Les Républicains n’ont toujours pas réussi à se mettre d’accord ni sur le processus de désignation de leur candidat, ni bien sûr, sur le candidat en question pour la présidentielle.

Pourtant, lors du précédent scrutin, il y a cinq ans de cela, les choses s’étaient clarifiées beaucoup plus tôt. Le principe des primaires avait été entériné sans trop de remise en cause, et dès septembre, les candidats en lice étaient officiellement validés. Cette fois-ci, c’est le flou artistique qui prédomine. Faute d’idées, faute de chefs, le parti de droite peine à écrire son avenir et à convaincre… tout simplement, peut-être, parce qu’il n’est pas convaincu lui-même de ce qu’il est et de ce qu’il veut pour la France.

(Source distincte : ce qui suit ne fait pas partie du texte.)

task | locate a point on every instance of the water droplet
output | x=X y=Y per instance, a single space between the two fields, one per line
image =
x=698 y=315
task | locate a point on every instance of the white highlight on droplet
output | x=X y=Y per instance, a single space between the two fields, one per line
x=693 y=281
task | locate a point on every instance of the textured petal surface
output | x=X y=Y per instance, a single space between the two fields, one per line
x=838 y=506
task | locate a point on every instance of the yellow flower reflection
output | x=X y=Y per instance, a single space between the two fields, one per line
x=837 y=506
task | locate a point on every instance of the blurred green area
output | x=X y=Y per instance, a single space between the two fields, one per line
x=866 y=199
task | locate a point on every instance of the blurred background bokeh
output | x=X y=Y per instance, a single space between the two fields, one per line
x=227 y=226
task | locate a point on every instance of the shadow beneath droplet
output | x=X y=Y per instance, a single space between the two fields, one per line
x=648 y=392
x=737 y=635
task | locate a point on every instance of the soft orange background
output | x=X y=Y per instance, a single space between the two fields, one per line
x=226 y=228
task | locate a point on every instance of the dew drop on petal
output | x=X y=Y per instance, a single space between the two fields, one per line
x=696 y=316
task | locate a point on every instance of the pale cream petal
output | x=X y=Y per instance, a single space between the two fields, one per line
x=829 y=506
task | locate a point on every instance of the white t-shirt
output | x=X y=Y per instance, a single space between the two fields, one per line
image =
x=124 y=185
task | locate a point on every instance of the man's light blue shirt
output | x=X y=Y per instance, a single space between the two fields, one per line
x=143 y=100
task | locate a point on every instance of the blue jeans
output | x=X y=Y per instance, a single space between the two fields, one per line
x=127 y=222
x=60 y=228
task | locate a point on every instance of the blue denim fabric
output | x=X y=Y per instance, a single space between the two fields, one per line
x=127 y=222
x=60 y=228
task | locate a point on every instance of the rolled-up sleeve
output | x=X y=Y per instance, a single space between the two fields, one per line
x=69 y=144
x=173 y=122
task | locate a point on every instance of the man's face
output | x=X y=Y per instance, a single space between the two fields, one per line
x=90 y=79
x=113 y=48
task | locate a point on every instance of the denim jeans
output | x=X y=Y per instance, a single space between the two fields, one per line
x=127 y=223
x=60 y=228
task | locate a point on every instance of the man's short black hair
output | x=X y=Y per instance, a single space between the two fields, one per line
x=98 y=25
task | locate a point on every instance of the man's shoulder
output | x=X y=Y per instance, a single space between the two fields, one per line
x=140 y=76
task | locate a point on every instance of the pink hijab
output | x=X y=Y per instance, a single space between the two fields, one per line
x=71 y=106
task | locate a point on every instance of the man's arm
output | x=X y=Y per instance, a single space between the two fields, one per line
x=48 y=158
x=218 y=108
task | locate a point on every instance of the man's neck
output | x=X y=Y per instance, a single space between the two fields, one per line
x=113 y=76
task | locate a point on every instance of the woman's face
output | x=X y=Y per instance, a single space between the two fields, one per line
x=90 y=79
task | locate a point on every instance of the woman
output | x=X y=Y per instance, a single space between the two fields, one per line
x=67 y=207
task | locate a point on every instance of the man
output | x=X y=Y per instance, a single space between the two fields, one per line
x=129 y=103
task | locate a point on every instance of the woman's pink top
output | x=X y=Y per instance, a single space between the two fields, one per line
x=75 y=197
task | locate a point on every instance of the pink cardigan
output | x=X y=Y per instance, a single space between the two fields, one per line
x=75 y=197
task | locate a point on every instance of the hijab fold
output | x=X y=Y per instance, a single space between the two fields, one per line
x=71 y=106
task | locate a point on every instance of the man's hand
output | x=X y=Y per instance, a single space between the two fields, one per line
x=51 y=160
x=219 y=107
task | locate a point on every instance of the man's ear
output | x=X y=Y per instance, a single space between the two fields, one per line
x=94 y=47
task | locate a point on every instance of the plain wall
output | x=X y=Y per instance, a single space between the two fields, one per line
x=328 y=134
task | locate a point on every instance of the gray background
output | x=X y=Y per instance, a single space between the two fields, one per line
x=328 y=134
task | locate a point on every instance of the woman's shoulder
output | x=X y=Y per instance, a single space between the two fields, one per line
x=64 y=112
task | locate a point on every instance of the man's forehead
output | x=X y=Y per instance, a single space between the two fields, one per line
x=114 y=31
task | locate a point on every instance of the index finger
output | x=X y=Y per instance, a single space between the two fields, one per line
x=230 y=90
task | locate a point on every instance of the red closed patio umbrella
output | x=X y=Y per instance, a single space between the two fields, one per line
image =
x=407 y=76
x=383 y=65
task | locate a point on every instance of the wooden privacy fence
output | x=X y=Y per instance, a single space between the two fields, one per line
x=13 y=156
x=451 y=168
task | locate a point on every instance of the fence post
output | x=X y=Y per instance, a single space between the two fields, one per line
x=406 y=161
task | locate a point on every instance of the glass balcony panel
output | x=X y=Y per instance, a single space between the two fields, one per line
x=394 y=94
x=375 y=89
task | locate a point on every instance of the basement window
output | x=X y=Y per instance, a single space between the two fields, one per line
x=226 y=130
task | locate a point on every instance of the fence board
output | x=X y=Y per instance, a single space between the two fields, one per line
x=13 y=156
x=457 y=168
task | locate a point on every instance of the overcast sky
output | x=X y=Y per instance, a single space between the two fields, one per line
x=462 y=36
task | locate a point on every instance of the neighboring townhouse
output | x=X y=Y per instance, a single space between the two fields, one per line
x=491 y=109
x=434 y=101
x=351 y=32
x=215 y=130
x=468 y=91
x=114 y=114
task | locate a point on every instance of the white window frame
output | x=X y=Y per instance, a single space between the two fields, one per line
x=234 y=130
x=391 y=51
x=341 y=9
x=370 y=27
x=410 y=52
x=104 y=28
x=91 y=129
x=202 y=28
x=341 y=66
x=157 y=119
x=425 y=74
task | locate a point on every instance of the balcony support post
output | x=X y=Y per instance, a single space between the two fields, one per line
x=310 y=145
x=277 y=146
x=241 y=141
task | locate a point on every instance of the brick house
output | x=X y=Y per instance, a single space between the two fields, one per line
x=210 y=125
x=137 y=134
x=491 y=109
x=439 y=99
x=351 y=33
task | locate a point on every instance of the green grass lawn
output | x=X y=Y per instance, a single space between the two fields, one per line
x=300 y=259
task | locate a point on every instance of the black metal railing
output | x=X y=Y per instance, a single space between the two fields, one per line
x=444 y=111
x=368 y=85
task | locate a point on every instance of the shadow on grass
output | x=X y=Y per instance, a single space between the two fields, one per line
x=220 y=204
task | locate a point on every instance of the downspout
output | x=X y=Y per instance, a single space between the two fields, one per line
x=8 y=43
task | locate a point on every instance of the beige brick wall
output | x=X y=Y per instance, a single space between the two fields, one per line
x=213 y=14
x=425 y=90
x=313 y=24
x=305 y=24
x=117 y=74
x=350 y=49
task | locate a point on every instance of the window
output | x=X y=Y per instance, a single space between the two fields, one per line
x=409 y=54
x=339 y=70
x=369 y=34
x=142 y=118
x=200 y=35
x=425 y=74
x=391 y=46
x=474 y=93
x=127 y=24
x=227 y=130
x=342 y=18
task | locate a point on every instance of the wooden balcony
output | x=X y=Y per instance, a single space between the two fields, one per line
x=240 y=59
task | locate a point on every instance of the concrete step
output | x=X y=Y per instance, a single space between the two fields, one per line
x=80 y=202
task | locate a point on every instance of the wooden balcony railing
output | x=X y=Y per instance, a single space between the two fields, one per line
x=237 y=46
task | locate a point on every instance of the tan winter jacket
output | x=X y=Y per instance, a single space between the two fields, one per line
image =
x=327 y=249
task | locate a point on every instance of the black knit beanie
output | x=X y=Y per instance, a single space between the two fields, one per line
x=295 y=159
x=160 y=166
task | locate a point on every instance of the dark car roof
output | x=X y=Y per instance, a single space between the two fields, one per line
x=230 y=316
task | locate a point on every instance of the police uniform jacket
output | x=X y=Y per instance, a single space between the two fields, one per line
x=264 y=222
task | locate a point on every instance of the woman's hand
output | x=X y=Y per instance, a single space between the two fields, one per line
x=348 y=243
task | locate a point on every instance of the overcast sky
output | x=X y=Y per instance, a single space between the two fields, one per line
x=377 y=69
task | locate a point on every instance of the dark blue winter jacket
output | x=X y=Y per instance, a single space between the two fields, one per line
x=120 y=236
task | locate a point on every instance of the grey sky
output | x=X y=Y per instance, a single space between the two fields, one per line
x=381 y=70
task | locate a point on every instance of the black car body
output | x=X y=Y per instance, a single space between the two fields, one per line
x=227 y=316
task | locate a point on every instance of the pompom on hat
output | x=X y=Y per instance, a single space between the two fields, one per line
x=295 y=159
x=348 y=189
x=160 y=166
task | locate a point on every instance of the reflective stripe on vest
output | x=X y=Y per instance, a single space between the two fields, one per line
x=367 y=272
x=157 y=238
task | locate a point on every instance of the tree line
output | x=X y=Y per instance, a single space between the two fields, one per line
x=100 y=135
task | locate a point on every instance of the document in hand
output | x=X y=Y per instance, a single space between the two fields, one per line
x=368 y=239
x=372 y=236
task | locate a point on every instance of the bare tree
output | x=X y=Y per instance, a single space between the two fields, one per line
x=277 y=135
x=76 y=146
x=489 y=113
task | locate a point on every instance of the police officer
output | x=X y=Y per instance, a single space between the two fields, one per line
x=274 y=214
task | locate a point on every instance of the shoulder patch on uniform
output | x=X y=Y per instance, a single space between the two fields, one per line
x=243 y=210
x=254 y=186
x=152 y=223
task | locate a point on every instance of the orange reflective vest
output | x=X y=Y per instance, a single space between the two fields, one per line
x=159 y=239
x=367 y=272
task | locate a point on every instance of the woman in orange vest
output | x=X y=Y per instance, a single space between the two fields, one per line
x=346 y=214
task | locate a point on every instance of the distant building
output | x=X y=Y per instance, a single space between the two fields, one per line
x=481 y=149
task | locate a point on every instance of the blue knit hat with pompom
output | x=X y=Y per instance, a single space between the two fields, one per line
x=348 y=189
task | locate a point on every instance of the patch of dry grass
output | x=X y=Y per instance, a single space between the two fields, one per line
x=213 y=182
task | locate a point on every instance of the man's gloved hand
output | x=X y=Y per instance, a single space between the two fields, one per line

Deux représentants de la frange « conservatrice » du parti (avec un certain nombre de réserves sur l’utilisation du terme) ont d’ores et déjà jeté l’éponge : il s’agit de Bruno Retailleau et de Laurent Wauquiez. Ont-ils lucidement compris que leur heure n’était pas encore venue ? Travaillent-ils, dans l’ombre, à d’autres alliances ? Le secret est bien gardé, et toutes les supputations sont permises.

Quant à ceux qui se bagarrent pour s’imposer comme incontournables, ils se sont tous emparés de la même marotte : la lutte contre l’immigration. « Comme c’est bizarre », selon l’expression favorite d’Eric Zemmour.

Eric Ciotti, qui a pour principal objectif de tenir un discours de fermeté tout en facilitant la réélection de ceux qui en empêchent la mise en œuvre, comme Renaud Muselier en PACA, a déclaré vouloir une « réforme constitutionnelle » sur l’immigration. Nous ne saurons pas ce qu’il entend exactement par cette formule tonitruante, mais il est certain qu’elle fait son petit effet sur les plateaux de télévision. Le poids des mots, le choc… de quoi ?

Valérie Pécresse, qui continue pour sa part de jouer la partition « un pied dedans, un pied dehors », n’est pas en reste, et a multiplié ces derniers jours les formules chocs. Comme Sarkozy en son temps avec le fameux karcher (qui n’a jamais servi), elle prononce avec délectation le vilain mot de « charter » pour nous expliquer qu’il faut davantage de fermeté à l’égard des immigrés. Pour elle, le contrôle de l’immigration est devenu le « défi » auquel la France doit répondre. Il est manifeste qu’elle cherche de manière très calculée à occuper le créneau laissé vacant par ses confrères Retailleau et Wauquiez. En politicienne chevronnée, elle a humé l’air ambiant, qu’elle a senti favorable à un discours bien à droite, et se calque sur cette intuition pour imposer sa candidature. Elle qui disait quasiment le contraire au moment des régionales ! Comme le disait Jacques Brel, dans sa célèbre chanson : « Qui dit oui, qui dit non, qui dit « je vous attends ». Les électeurs attendent peut-être autre chose que des oui et des non successifs.

Deux autres sires, pourtant bien connus pour leur centrisme de bon aloi, enchérissent eux aussi et apportent leur voix à cette chorale mal ajustée : Xavier Bertrand prône un « coup d’arrêt au laxisme migratoire », tandis que Michel Barnier prononce le mot magique de « moratoire » qui a l’avantage de donner l’impression que l’on veut tout arrêter sans prendre aucune mesure définitive. Le poids des mots, le choc des bobos…

Nous l’avons tous compris, car nous sommes stupides, mais jusqu’à un certain point : nous avons affaire ici à un formidable bal de l’opportunisme. Mais la petite musique ne prend plus, et ne nous donne plus envie de danser : nous savons, depuis Nicolas Sarkozy notamment, qu’il n’y a aucun crédit à accorder à ces déclarations enflammées. Le travail de sape effectué méthodiquement par Emmanuel Macron pour discréditer définitivement la parole politique n’a rien arrangé. Il est une chose indispensable en politique, et bien souvent trop oubliée : l’exercice de la mémoire. Il nous en reste suffisamment pour n’avoir aucunement l’intention de nous faire embarquer dans des chemins déjà piétinés et embourbés dont nous savons qu’ils ne mènent nulle part, et favorisent l’effondrement de notre pays.